Grundsätzlich lassen sich zwei Formen unterscheiden:

  • Kauf auf Rechnung mit langer Zahlungsfrist von einem Monat oder mehr
  • Bezahlung der Rechnungssumme in wenigen Raten

Die Händler und Finanzdienstleister bestimmen die Konditionen bei BNPL eigenständig, entsprechend große Unterschiede finden sich. Manche fordern zum Beispiel eine Anzahlung, andere verzichten darauf.

Der Vorteil für Akteure im E-Commerce

Onlinehändler sehen sich mit einem harten Konkurrenzkampf konfrontiert. Wenn sie am Markt bestehen wollen, müssen sie ihren Kunden neben ansprechenden Preisen weitere Vorzüge bieten.
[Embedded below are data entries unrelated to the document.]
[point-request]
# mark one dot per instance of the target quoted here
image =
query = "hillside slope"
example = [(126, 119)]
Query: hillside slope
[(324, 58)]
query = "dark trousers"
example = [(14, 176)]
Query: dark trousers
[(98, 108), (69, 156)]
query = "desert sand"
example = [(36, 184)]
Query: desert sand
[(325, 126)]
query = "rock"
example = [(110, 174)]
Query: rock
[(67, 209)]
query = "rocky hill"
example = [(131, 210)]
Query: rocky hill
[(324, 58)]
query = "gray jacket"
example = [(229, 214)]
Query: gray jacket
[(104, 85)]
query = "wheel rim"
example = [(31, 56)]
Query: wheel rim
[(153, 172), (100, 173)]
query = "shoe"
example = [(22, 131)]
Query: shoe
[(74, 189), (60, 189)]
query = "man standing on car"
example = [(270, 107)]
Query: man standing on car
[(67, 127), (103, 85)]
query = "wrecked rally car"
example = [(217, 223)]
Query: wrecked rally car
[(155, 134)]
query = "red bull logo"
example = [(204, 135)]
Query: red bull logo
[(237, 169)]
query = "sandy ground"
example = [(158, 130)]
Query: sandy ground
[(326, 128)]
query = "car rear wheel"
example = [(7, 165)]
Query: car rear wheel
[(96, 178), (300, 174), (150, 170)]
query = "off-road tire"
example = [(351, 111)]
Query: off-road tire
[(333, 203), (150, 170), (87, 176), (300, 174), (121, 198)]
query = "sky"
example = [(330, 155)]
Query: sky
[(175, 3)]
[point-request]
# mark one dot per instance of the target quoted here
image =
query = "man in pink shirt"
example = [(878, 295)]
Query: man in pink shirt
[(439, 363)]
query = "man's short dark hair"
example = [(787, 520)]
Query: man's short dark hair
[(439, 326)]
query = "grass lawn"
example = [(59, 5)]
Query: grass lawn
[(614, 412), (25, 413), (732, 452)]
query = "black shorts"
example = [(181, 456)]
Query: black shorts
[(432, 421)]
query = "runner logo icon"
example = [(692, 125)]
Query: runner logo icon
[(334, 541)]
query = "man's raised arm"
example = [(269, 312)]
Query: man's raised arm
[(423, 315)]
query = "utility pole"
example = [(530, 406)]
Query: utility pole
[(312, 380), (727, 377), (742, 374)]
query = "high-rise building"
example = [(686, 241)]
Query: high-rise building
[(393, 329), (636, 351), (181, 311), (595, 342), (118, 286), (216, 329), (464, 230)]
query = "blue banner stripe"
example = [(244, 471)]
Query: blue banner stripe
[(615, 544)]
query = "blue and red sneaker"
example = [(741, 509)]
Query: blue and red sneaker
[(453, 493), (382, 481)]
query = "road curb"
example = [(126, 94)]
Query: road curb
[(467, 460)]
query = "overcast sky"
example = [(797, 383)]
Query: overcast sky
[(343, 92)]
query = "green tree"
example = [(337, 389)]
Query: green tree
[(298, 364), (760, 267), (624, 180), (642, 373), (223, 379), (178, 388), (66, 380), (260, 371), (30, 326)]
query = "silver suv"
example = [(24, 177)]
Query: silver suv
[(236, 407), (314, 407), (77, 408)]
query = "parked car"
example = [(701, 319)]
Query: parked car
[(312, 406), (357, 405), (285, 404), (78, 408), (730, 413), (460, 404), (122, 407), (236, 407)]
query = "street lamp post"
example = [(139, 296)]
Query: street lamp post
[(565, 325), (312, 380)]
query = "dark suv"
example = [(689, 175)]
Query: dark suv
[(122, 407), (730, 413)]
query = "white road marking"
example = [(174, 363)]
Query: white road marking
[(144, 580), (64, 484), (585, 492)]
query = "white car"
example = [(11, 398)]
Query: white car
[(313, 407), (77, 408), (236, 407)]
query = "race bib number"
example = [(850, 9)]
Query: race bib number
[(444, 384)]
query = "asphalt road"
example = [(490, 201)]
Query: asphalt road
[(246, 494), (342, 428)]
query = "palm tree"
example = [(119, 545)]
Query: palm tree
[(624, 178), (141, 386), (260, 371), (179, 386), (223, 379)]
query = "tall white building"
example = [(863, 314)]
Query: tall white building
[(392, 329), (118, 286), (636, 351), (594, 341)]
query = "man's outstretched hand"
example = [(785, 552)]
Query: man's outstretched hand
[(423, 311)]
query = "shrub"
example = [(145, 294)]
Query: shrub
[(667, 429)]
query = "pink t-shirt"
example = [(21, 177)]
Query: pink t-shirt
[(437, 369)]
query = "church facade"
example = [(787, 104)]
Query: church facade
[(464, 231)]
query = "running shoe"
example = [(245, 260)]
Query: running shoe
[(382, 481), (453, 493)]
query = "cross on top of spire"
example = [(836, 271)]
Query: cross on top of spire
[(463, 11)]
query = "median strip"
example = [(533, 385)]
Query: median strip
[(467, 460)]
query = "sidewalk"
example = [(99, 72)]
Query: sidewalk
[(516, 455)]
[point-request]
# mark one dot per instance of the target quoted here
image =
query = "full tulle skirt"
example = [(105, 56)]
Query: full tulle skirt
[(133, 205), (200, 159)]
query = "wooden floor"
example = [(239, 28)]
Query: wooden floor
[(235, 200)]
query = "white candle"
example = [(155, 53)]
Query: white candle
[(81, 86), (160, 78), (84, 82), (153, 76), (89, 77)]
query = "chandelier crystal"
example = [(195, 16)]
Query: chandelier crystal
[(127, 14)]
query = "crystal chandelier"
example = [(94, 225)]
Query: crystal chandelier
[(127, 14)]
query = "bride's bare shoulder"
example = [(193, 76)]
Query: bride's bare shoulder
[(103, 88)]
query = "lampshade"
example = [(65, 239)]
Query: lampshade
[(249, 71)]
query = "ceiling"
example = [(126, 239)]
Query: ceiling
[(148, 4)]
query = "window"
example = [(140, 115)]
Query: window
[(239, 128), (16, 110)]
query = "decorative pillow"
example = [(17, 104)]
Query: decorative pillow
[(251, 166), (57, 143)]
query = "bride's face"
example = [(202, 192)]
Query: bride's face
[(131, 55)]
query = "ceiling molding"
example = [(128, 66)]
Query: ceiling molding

Die Bezahloption „Buy now pay later“ ist eine attraktive Möglichkeit, Besucher eines Webshops zum Kaufen zu animieren. Momentane finanzielle Engpässe stellen kein Hindernis dar: Kunden in den beiden Bereichen B2C und B2B können dennoch Bestellungen abschließen und steigern so die Umsätze. Für Händler erweist sich BNPL als effektives Marketinginstrument – das gilt zumindest, wenn sie auf Gebühren und Zinsen verzichten. Sie können ihren Shop mit einer Null-Prozent-Finanzierung bewerben.

Zusammenarbeit von Händlern und Finanzdienstleistern

Das Prinzip „Buy now pay later“ geht auch mit Nachteilen einher: Der Aufwand für das Rechnungsmanagement vergrößert sich, zudem besteht das Risiko von Zahlungsausfällen. Viele Shopbetreiber setzen deshalb auf die Lösungen von Zahlungsdienstleistern. Die Unternehmen stellen moderne Software für die Bonitätsprüfung in Echtzeit zur Verfügung und wickeln das komplette Rechnungs- und Mahnverfahren ab. Dafür verlangen sie eine Gebühr, die sich meist am Transaktionswert bemisst. Die Bonitätsüberprüfung im Webshop erfolgt dank leistungsstarker Software automatisch und dauert wenige Sekunden: Dadurch verhindern die Anbieter, dass Kunden den Bestellprozess abbrechen.